Role of Von Willebrand Factor in Female Carriers from an Extended Family with Mild Hemophilia A

Background: Hemophilia A (HA) is an X-linked disorder that primarily affects males, although female carriers can exhibit bleeding phenotypes. Factor VIII activity levels (FVIII:C) in XX females are influenced by X chromosome inactivation (XCI), a process that silences each parental X in a proportion of cells. XCI skewing can decrease FVIII expression by preferentially inactivating the normal X chromosome. FVIII:C is further modulated by factors such as ABO blood groups and von Willebrand factor (VWF). The D’/D3 domain of VWF binds circulating FVIII protein, preventing proteolytic degradation. In type 2 Normandy von Willebrand disease (2N VWD), D’/D3 mutations decrease affinity to FVIII and result in bleeding events similar to mild/moderate HA. Variants in VWF also affect the pharmacokinetics of recombinant FVIII. Current clinical screening tests detect the 3 VWF mutations responsible for >90% of 2N, but report variants not directly responsible for 2N as clinically benign. However, common polymorphisms are known to affect FVIII:C in normal individuals. Therefore, a better understanding of how specific alterations in VWF modulate HA phenotype is necessary to interpret clinical presentation and refine management with factor concentrates. This is particularly important in HA individuals carrying mild/moderate mutations. To evaluate VWF variants in HA carriers, we focused on an extended pedigree that includes four obligate carriers from a family with mild/moderate HA (FVIII: p.Ala723Thr). FVIII:C varied and largely correlated with XCI skewing. Nevertheless, the FVIII:VWF interaction prompted us to identify VWF gene variants that could further modulate FVIII:C and contribute to bleeding in this family.

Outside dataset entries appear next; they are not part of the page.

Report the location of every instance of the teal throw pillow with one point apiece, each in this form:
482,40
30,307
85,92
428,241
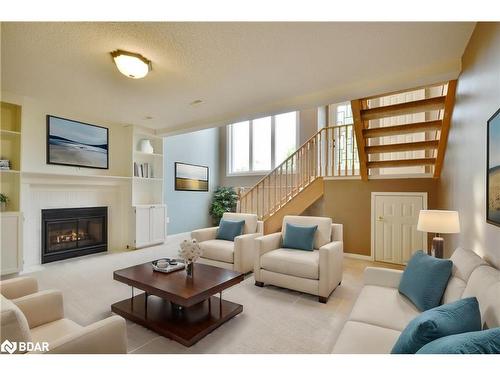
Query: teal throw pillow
425,279
298,237
479,342
450,319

Methods: To identify D’/D3 VWF variants that impact FVIII binding, primers were designed to amplify exons 17-20 and 24-27 on chromosome 12. A chromosome 22 pseudogene, with 97% identity to VWF exons 24-34, complicated primer design. Primers specific to VWF were selected by targeting regions that differed from the pseudogene and were verified by digestion with a restriction enzyme unique to each chromosome 12 exon. The PCR products were amplified and sequenced from the four female carriers and a control male relative.

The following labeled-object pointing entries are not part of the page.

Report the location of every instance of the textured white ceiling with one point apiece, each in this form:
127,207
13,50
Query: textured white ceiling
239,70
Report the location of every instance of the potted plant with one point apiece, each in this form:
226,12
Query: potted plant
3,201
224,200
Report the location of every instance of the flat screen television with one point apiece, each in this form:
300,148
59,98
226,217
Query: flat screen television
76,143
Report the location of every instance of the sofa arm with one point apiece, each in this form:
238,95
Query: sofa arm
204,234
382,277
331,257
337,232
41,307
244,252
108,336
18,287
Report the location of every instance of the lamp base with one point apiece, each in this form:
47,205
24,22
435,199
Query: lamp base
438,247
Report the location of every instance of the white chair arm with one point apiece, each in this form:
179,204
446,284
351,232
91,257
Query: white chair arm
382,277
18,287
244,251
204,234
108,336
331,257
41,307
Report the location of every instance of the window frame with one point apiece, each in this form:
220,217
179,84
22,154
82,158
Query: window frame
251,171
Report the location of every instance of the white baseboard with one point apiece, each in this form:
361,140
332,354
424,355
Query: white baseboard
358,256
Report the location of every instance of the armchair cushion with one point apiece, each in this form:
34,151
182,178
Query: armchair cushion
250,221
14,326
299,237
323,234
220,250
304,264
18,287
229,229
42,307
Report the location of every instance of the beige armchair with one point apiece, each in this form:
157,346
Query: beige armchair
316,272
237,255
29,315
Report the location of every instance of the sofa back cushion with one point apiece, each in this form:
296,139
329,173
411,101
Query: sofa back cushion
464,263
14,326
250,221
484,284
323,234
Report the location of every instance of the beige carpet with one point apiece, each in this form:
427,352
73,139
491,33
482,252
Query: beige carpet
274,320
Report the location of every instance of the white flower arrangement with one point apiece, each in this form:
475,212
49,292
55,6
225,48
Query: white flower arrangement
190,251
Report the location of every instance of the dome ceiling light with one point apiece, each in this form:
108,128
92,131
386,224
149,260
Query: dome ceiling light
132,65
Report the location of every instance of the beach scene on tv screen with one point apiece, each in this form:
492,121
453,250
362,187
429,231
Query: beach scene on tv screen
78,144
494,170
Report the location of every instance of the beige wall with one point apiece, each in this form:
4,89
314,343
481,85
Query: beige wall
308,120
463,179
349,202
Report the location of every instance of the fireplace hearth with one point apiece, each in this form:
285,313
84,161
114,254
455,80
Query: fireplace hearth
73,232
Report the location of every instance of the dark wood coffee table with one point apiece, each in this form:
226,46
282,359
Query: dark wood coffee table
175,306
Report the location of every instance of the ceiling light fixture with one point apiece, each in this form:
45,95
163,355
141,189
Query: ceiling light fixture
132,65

Results: After excluding the three most common mutations responsible for 2N, seven other variants were identified. Four of these were intronic polymorphisms and a synonymous variant at p.Asn1138 not associated with VWD and presumed to be clinically benign. All but one of these have been described in normal individuals. Two females were heterozygous for missense variant rs1063856 (p.Thr789Ala) and synonymous polymorphism rs1063857 (p.Tyr795=) that are in linkage disequilibrium and are likely to impact FVIII:C and VWF antigen (VWF:Ag) levels. These common variants, found in up to 36% of Caucasians and 58% of African Americans, are reported to increase VWF:Ag and FVIII:C jn heterozygotes (9 IU/dL and 7 IU/dL respectively). Neither ABO blood groups nor XCI skewing could fully explain the differences in FVIII:C activity observed with this variant.

Conclusions: We propose that VWF variants rs1063856/rs1063857 may contribute to FVIII:C differences between two females in the pedigree with similar XCI skewing. We conclude that consideration of VWF variants is important for fully understanding bleeding phenotype and treatment responses in female carriers and males in families with mild/moderate HA. These findings support the need for expanded studies into the role of FVIII and VWF variant interactions in additional unrelated HA individuals.